После того как была прочитана поэма, редактор «Спектейтора» Р. X. Хеттон доложил свою работу «Теория Герберта Спенсера о постепенном превращении утилитарной нравственности в интуитивную наследственным путем». В письме к Миллю Спенсер толковал нравственные наклонности как чисто утилитарные установления, которые постепенно превратились в привычки и инстинкты. Хеттон возражал, что нравственные привычки, высвобожденные из-под власти разума, скорей привели бы к вырождению нравственного чувства, нежели к его таинственному совершенствованию и развитию. Он утверждал также, что утилитарное обоснование исторически чаще следовало за возникновением этического представления, а не предшествовало ему. Удар был силен и рассчитан на то, чтобы расшевелить Спенсера и заполучить его в общество. Спенсер, надо сказать, не просто расшевелился, а даже взорвался, но только как бомба замедленного действия, дав Хеттону гневную отповедь на страницах журнала… по прошествии двух лет.
Когда ангелы света и демоны тьмы встречаются лицом к лицу, не обходится без того, чтобы на их крыльях нет-нет да и ерошились перья. Маннинг, например, по-видимому, даже растерялся, убедившись, что безбожники и в самом деле не верят в бога. «Это было жалостное зрелище, — писал один из очевидцев, — когда Маннинг с плохо скрытым изумлением сидел и слушал, как бездушно и невозмутимо отрицают то, что для него есть самоочевидная и вечная истина». Кто-то предложил избегать во время дебатов замечаний, задевающих нравственные воззрения членов общества. Наступила тишина, затем заговорил католик У. Дж. Уорд:
— Принимая это условие в качестве общего правила, я все же думаю, мы не можем требовать, чтобы люди христианского образа мыслей ничем не выдавали ужаса, который неизбежно вызовет у них распространение столь крайних взглядов, как те, что отстаивает мистер Гексли.
Снова воцарилась тишина, а затем, разумеется, выждав ровно столько, чтобы произвести не меньшее впечатление, чем Уорд, отозвался Гексли:
— Поскольку доктор Уорд уже высказался, я должен, в свою очередь, заметить, что мне будет трудно сдержать свои чувства по поводу умственного обнищания, каковое неминуемо наступит, ежели все станут исповедовать те взгляды, каких придерживается доктор Уорд.

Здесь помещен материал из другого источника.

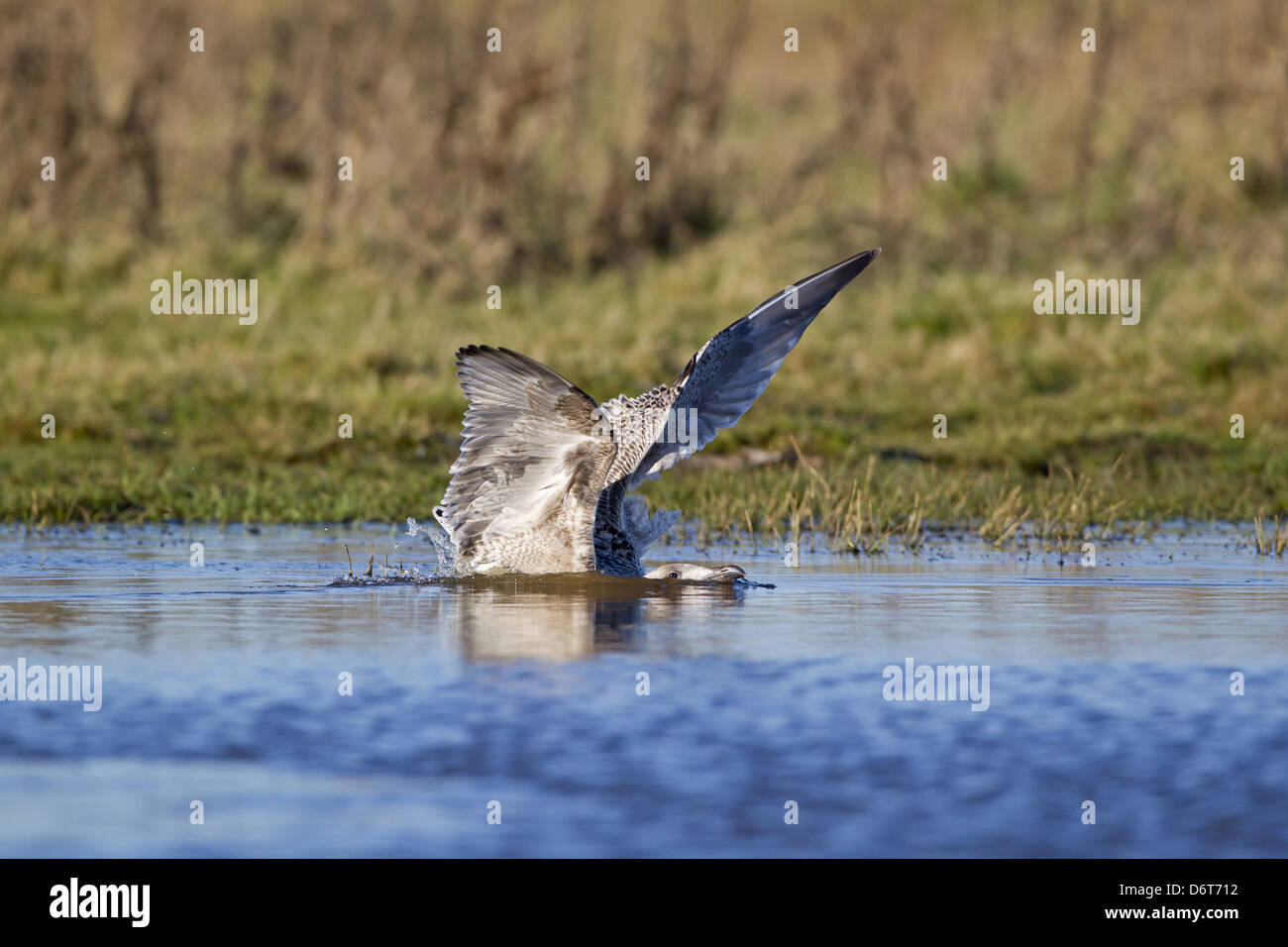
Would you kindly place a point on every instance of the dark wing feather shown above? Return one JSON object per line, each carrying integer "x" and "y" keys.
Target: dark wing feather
{"x": 729, "y": 372}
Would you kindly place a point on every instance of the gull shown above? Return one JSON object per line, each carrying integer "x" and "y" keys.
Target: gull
{"x": 545, "y": 474}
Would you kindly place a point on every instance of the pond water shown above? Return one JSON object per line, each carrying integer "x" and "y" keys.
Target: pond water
{"x": 765, "y": 728}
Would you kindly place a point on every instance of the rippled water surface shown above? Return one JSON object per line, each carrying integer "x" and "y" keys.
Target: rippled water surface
{"x": 222, "y": 684}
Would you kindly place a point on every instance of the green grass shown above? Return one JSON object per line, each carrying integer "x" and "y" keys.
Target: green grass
{"x": 516, "y": 170}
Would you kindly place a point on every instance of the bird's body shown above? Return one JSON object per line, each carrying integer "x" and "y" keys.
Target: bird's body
{"x": 545, "y": 474}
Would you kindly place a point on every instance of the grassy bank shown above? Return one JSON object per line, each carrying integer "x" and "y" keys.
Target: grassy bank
{"x": 767, "y": 166}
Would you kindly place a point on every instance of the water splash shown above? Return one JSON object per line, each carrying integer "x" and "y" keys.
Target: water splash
{"x": 446, "y": 567}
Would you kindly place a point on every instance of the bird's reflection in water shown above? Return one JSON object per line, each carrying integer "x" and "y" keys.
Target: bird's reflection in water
{"x": 568, "y": 617}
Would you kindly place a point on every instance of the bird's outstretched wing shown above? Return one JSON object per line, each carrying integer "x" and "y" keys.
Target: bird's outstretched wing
{"x": 531, "y": 468}
{"x": 730, "y": 371}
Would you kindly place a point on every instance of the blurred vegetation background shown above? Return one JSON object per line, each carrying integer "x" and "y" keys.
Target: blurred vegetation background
{"x": 518, "y": 169}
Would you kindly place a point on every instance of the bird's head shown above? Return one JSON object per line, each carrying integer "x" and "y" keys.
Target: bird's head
{"x": 692, "y": 573}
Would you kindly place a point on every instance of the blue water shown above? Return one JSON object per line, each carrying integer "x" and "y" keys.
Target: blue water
{"x": 220, "y": 684}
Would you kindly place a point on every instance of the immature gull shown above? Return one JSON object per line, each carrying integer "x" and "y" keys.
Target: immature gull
{"x": 544, "y": 474}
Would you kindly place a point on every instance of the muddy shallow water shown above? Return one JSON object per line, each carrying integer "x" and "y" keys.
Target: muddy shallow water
{"x": 222, "y": 684}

На мгновение, дрожа и задыхаясь, общество повисло над пропастью, отчаянно цепляясь за остатки приличий, потом сделало усилие и выбралось на надежную почву. Стало ясно, что и в рукопашной не на живот, а на смерть придется соблюдать этикет. Первое время учтивость была натянутой, потом — сердечной, быть может, даже чересчур.
Впервые вступив в общение с живыми носителями ветхозаветных теологических и философских воззрений, Гексли столкнулся с неизведанным доселе, а впрочем, вполне в его вкусе затруднением. Всяк тут был какой-нибудь «ист» или «ит», только он один был ничто, белая ворона, «голь несчастная, которой нечем даже прикрыть свою наготу». И Гексли придумал словцо «агностик», которое быстро, вошло в употребление и очень пригодилось на то, чтобы облечь и его самого, и еще очень многих покровом надменного и на удивление добропорядочного неверия.
В первом же своем докладе Хеттон поставил вопрос, который обществу суждено было обсуждать до конца дней своих: можно ли постигнуть истину, не только чувствами, но и душой, не только опытом, но и интуицией? Заключена ли она не только в материи, но и в сознании? Вторым выступил физиолог Карпентер, который вслед за Пейли возвел на господа бога вину за соучастие в создании вселенной, подчиненной законам механики. В третьем докладе Гексли с помощью Юма, Канта и Уэтли[217] еще раз сокрушил миф о бессмертии души. В четвертом Уорд пытался поразить эмпиризм в самое сердце, доказывая, что память, на которой зиждется вся наука, есть свойство интуитивное и в повседневном опыте ей нечем подтвердить свою практическую надежность. Все, что тут говорилось, было умно, но оставляло, пожалуй, чувство легкого разочарования. Искр высекалось предостаточно, но это были всего лишь искры, а не пламя истины.